7.1 For the entire duration indicated in article 7.5 below, the Seller guarantees that the Products will be free from manufacturing defects and material defects. Any other guarantee not expressly provided for by these GCS is excluded, including, by way of example and not limited to, the guarantee of marketability and / or proper functioning of the Products.
7.2 The Customer must inspect the Products upon receipt and must report in writing to the Seller any damage, defect or non-conformity, together with photographic evidence of the damages, defects and non-conformities within eight (8) calendar days starting from: (i) the delivery date in case of damage, non-conformity and apparent defects; (ii) the discovery in the event of damages, non-conformities and defects not detectable by a person of average diligence. Failure to report within the terms agreed above constitutes irrevocable acceptance of the Products and an implicit admission that the Products have been delivered in good condition, without damage and defects and that they fully comply with the terms and conditions agreed in the Sale.

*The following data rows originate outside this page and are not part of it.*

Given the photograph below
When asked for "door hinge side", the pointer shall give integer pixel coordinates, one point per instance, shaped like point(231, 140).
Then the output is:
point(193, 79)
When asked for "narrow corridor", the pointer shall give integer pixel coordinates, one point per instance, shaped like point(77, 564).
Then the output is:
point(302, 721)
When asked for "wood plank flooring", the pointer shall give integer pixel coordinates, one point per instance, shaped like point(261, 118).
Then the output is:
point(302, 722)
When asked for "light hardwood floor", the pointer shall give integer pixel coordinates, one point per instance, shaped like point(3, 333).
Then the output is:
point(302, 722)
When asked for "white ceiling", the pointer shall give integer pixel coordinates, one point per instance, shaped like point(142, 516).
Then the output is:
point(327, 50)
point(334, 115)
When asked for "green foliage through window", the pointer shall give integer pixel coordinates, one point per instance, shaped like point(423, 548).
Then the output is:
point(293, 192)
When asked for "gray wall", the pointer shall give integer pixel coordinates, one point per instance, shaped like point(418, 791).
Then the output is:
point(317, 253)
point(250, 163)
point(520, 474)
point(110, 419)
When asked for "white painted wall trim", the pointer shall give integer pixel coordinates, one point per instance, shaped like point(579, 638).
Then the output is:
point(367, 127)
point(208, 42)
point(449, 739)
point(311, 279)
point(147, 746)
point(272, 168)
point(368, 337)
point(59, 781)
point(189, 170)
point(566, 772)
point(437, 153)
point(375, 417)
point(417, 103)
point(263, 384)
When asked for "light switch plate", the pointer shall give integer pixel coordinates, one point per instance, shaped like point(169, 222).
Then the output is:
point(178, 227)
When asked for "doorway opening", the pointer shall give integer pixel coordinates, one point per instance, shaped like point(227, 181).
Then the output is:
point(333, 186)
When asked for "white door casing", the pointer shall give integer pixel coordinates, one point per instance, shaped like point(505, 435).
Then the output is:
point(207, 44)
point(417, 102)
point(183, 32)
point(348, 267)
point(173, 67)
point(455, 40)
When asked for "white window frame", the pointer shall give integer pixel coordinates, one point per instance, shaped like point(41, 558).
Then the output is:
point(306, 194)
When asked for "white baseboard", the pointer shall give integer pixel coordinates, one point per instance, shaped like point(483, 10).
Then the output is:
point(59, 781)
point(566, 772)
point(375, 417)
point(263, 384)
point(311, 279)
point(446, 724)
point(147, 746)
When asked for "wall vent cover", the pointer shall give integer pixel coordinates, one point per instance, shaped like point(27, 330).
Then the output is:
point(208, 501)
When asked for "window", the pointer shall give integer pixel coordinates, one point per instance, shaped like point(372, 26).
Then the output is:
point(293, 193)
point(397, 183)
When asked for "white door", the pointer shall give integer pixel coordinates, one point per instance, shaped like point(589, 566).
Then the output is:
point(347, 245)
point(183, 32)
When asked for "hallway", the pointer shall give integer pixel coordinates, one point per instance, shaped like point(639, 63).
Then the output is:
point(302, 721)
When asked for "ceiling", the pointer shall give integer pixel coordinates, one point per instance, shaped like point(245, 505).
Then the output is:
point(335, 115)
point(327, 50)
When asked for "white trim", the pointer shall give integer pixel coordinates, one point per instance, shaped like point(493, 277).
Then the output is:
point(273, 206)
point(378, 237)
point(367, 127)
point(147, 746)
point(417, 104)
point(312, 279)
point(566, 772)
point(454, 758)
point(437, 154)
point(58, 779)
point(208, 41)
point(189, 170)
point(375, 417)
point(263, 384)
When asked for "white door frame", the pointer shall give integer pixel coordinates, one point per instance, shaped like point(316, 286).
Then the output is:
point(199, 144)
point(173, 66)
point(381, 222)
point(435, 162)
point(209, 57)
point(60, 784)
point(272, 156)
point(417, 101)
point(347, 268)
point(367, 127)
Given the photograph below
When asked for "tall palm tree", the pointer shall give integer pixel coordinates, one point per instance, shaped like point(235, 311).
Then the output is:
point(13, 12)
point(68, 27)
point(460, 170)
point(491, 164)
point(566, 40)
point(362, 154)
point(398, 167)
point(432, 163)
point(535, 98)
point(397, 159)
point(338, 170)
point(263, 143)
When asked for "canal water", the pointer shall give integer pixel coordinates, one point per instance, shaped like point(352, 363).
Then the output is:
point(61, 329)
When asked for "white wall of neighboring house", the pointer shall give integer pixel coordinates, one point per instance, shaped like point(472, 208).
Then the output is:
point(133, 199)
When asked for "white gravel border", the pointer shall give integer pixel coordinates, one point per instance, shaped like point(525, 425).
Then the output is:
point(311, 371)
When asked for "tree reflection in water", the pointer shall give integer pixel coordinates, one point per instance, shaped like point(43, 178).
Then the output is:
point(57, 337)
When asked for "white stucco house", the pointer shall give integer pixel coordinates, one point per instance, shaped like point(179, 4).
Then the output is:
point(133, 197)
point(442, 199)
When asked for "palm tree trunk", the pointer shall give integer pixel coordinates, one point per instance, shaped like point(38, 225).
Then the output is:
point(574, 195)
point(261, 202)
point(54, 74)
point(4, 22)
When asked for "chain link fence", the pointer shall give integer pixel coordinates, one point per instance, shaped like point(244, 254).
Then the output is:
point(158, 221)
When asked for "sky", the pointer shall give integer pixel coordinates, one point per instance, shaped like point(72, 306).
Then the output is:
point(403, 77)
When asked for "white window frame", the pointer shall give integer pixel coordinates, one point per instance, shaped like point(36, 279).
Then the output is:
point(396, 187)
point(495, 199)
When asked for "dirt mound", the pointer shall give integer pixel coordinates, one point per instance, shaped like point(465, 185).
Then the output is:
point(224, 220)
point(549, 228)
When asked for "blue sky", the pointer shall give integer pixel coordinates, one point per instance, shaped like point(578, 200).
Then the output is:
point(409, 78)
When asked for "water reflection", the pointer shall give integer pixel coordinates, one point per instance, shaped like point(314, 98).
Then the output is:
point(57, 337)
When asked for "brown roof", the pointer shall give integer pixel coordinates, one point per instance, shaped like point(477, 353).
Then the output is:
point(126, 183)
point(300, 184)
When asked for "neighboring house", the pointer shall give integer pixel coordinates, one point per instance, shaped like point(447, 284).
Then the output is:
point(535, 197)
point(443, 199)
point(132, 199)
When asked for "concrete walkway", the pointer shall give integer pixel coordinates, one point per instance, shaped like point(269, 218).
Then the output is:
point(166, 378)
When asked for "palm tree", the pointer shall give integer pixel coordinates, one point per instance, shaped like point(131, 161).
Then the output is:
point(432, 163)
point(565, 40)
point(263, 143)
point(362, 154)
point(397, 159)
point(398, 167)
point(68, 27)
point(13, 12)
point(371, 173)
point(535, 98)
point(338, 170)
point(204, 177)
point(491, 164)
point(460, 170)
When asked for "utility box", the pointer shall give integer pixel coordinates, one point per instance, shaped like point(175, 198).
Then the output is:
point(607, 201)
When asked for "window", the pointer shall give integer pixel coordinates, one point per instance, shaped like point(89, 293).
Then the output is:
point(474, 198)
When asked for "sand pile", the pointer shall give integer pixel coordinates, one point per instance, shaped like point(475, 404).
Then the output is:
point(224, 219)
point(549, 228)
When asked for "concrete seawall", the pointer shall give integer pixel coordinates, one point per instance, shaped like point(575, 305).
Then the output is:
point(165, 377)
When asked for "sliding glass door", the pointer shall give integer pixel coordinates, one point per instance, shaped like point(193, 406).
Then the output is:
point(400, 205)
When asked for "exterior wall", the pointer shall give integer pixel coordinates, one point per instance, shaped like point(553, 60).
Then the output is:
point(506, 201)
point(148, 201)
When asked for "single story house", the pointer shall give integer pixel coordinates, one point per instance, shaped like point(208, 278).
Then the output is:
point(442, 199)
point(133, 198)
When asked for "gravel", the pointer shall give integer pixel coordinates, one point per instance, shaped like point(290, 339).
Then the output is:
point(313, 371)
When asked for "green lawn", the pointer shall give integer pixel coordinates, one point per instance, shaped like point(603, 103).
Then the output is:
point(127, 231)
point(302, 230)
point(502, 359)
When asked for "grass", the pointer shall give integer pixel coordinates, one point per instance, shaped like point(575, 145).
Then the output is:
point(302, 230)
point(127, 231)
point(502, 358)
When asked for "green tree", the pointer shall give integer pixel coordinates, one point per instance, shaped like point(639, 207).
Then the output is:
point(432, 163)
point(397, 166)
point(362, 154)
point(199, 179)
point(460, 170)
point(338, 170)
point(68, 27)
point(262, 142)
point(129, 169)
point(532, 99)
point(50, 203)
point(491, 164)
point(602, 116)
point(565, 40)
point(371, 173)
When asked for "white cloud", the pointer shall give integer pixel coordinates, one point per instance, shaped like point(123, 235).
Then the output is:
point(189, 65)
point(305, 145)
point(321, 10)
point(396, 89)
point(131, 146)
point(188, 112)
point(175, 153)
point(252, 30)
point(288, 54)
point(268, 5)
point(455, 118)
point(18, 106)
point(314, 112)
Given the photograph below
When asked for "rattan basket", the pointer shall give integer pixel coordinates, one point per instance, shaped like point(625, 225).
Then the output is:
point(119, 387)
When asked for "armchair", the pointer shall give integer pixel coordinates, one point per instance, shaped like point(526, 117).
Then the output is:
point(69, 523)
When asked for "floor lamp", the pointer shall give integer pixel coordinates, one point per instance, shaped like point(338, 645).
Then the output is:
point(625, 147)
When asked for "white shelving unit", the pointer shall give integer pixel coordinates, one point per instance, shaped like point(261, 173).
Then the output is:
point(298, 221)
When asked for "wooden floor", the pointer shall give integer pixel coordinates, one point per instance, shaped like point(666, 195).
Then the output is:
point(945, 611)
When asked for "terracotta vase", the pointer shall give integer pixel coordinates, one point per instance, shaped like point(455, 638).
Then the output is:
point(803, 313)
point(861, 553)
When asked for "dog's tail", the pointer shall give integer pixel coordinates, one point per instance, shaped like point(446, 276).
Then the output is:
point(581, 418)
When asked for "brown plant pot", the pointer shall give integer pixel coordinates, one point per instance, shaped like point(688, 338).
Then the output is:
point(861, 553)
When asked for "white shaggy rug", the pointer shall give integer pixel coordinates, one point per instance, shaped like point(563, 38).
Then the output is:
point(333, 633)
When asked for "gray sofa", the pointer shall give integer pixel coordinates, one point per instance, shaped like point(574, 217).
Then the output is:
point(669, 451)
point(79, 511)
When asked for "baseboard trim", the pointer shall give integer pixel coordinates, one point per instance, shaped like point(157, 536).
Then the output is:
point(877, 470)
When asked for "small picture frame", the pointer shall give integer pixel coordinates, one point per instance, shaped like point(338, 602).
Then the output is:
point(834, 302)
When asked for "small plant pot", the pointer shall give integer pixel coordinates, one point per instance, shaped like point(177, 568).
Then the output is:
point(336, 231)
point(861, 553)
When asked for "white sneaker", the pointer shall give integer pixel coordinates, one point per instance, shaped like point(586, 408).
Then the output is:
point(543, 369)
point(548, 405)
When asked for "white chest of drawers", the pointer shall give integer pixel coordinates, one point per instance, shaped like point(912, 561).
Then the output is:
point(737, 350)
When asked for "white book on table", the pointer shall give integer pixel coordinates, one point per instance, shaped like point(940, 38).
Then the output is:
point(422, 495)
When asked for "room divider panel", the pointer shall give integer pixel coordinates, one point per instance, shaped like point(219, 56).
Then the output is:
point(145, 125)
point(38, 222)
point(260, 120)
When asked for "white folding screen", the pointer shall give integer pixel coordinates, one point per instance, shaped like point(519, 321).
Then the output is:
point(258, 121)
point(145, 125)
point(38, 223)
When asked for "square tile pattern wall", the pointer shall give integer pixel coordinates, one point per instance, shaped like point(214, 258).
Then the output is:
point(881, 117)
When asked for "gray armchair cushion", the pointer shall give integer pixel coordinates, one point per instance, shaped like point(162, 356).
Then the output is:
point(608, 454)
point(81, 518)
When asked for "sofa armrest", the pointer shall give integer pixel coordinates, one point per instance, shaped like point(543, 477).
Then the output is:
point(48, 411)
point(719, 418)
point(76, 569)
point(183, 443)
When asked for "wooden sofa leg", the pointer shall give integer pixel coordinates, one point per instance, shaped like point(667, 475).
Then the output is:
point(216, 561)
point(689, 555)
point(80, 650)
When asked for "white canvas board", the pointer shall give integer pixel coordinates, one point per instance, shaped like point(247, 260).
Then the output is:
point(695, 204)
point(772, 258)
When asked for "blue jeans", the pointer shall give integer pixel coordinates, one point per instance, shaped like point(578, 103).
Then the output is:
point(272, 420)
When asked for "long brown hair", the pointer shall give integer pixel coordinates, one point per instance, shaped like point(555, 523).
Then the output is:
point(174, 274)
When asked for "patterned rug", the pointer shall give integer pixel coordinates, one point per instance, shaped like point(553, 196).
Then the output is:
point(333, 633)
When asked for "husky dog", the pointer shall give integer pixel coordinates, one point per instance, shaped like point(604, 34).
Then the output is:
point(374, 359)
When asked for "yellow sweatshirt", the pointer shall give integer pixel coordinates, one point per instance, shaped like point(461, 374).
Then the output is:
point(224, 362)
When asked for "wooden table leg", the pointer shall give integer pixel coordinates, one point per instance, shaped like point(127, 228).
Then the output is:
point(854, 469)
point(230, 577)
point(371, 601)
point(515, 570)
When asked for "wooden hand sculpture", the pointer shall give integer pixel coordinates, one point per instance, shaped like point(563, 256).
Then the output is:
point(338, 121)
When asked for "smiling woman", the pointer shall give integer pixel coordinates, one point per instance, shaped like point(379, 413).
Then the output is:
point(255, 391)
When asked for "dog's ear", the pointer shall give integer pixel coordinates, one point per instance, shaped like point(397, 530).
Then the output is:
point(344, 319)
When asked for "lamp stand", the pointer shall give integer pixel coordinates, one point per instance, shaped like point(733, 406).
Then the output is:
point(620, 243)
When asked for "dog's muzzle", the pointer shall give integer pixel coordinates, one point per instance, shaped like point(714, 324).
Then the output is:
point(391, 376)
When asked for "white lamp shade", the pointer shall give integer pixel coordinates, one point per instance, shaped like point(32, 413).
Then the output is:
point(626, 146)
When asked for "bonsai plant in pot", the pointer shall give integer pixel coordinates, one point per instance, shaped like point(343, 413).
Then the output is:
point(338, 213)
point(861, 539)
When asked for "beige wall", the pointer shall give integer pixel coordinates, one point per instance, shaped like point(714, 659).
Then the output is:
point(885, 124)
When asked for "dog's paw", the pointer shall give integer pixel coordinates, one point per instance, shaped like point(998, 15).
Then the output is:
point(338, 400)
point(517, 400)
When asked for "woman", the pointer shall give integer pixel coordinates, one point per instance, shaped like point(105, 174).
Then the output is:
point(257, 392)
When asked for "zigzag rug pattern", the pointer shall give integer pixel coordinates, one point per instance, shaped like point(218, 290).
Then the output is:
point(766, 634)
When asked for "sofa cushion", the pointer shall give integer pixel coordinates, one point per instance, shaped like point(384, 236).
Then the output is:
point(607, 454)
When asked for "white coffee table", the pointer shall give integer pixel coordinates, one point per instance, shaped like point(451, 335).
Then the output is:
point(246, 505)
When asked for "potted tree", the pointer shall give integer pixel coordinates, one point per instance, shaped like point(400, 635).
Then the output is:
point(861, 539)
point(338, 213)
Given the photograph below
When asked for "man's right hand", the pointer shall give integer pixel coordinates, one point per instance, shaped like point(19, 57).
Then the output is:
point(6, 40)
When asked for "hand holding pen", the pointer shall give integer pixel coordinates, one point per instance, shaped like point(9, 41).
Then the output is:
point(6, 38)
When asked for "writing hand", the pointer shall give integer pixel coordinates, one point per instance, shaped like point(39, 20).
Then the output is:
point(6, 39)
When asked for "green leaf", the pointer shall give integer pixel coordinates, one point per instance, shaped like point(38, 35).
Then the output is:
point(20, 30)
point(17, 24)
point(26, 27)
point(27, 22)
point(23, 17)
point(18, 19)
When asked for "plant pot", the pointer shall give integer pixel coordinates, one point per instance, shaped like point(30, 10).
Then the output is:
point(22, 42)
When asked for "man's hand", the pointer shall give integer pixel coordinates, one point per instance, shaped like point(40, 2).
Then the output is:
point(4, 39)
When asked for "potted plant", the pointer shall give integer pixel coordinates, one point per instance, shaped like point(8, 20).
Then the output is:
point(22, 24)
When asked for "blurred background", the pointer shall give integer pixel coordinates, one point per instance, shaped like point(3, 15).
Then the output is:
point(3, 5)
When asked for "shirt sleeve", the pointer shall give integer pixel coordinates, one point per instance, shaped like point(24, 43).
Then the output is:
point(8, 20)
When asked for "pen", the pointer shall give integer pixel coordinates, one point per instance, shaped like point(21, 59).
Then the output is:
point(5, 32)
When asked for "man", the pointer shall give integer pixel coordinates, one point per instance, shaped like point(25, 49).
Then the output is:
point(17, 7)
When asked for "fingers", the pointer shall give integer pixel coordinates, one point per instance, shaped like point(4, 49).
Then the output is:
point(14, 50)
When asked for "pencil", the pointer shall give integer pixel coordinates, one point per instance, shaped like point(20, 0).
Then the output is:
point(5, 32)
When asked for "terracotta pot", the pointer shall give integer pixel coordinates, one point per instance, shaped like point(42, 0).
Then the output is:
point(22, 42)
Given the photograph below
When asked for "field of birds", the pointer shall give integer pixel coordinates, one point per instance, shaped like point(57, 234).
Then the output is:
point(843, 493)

7.3 If the Seller, following the checks carried out, ascertains that the Products have manufacturing defects or material defects, the Seller undertakes, at its discretion, to (i) repair or replace the defective Products free of charge or (ii) reimburse the Customer any price paid for the Products, provided that the defects have been reported in accordance with the provisions of the previous article 7.2.
7.4 The defective Products must be shipped by the Customer in the original packaging or, in any case, with suitable packaging to protect the Products during shipment. Defective Products replaced by the Seller will remain the property of the Seller. The costs for shipping defective Products and those for sending repaired or replaced Products will be charged to the Customer.
7.5 The warranty will take effect on the date of shipment of the Products and will remain in effect for one (1) year.
7.6 The warranty will not apply in cases of normal wear and tear, negligent or improper use, lack of or incorrect installation and maintenance, unauthorized repair attempts, defects due to chance, including, but not limited to, fire, lightning or other accidental events.
7.7 Except in the case of willful misconduct or gross negligence, the Seller's liability for any damage suffered by the Customer will be limited to the maximum amount of the price of the defective Products. It is expressly agreed between the Seller and the Customer that the Customer must make all reasonable efforts and take all appropriate measures in order to mitigate the damage.
8.Express termination clause
The Seller will have the right to terminate, pursuant to and for the purposes of art. 1456 of the Italian Civil Code, at any time by written communication to be sent to the Customer by registered letter with return receipt or via p.e.c., the single Sale in the event of non-fulfillment of the payment obligations provided for in Article 5 (Payments).
9.1 The Seller will not be responsible for delays in delivery or non-fulfillment of the obligations provided for in the Sale due to the occurrence of a Force Majeure event. For the purposes of these GCS, Force Majeure means all events beyond the reasonable control of the Seller, including, by way of example and not limited to: health emergencies, epidemics and pandemics; natural disasters; floods, fires, earthquakes or explosions; war (declared or not), uprisings, aggressions, threats or terrorist acts, street riots, strikes, measures or activities carried out by government or administrative authorities, shortage of materials.
9.2 If the Force Majeure event lasts for more than 3 (three) months, the Customer may withdraw from the Sale, without however having the right to request compensation for damages or indemnity of any kind.
10.Applicable law and competent court
10.1 These GCS, as well as each Sale, are subject to Italian law with the exclusion of the 1980 Vienna Convention relating to the international sale of goods.
10.2 Any disputes concerning these GCS, the CSVs, as well as each Sale, will be devolved to the exclusive jurisdiction of the Court of Alessandria (Italy).